State of Transfer Learning in NLP
First we’ll start with NLP. What is NLP?
NLP stands for Natural language processing, which refers to the branch of computer science- or we can say the branch of artificial intelligence , giving computers the ability to the understand the text in the same way as of humans.
Now what is transfer learning?
In the most recent times, we are getting better in predicting the future outcome with some great training models. But many of the machine learning tasks are of domain specific, in those cases trained models usually fails. In real world these trained data set will not work, it contains a lot of data and the model will not able to make accurate prediction. So basically the ability to transfer the knowledge from a pre trained model into a new condition is called as transfer learning.
Computer vision mostly uses transfer learning because of the availability of the pre-trained models which are trained in a very large amount of data.
If we take a case of Deep learning, it is a training data intensive, i.e. for deep learning if we don’t have more than 10,000 examples then deep learning will not work accurately there. Similar type of process do occur in NLP. Deep learning is always not the best approach for many data sets. Extreme training requirement, time and most importantly expense put the deep learning input out of reach for many contexts.
How Does Transfer Learning address the above problem?
Now if we talk about the data, big data has less an issue than small data. Transfer learning is the application that is gained from one context to another context. So the training time can be reduced by applying the knowledge from one model and some deep learning issues through taking some parameters to solve the small data problems.

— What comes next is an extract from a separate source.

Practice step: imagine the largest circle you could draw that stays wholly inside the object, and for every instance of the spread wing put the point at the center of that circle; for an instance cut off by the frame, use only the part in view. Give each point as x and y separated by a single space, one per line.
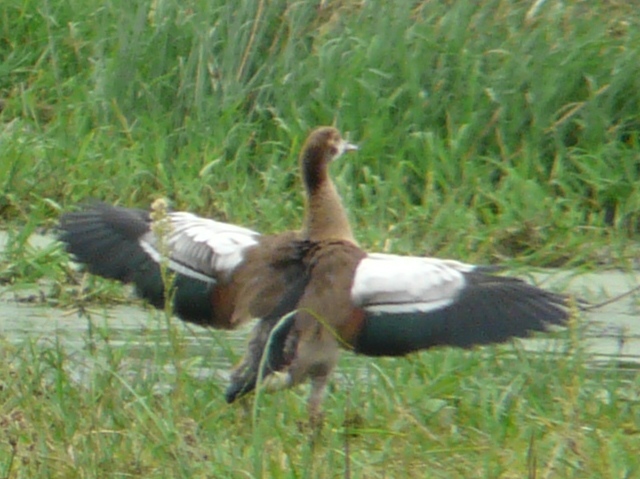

For example, for a small task like recognizing a lion is far too intensive for deep learning. Instead of this, transferring some models such as high level concepts of inputs like size, color etc. of object could give us a high activations, since each of the questions corresponds with the image of a lion. With less training power and less computing data, the relationship between the input feature and the target becomes straightforward.
Advantages of Transfer Learning:
Three separate ways to solve deep learning issue with transfer learning:
· Using pretrained data
· Small memory requirement
· Short target model training
Some methods for Transfer Learning:
Parameter initialization (INIT).
This approach first trains the network on S i.e. source task that contains large datasets. And then uses the tuned parameters to initialize T, i.e. target task that contains small datasets. After the transfer, we may fix the parameters in the target domain.
Multi-task learning (MULT)
MULT, trains samples simultaneously in both domains.
IN this we pretrain on the source domain S for parameter initialization, then train both S and T simultaneously.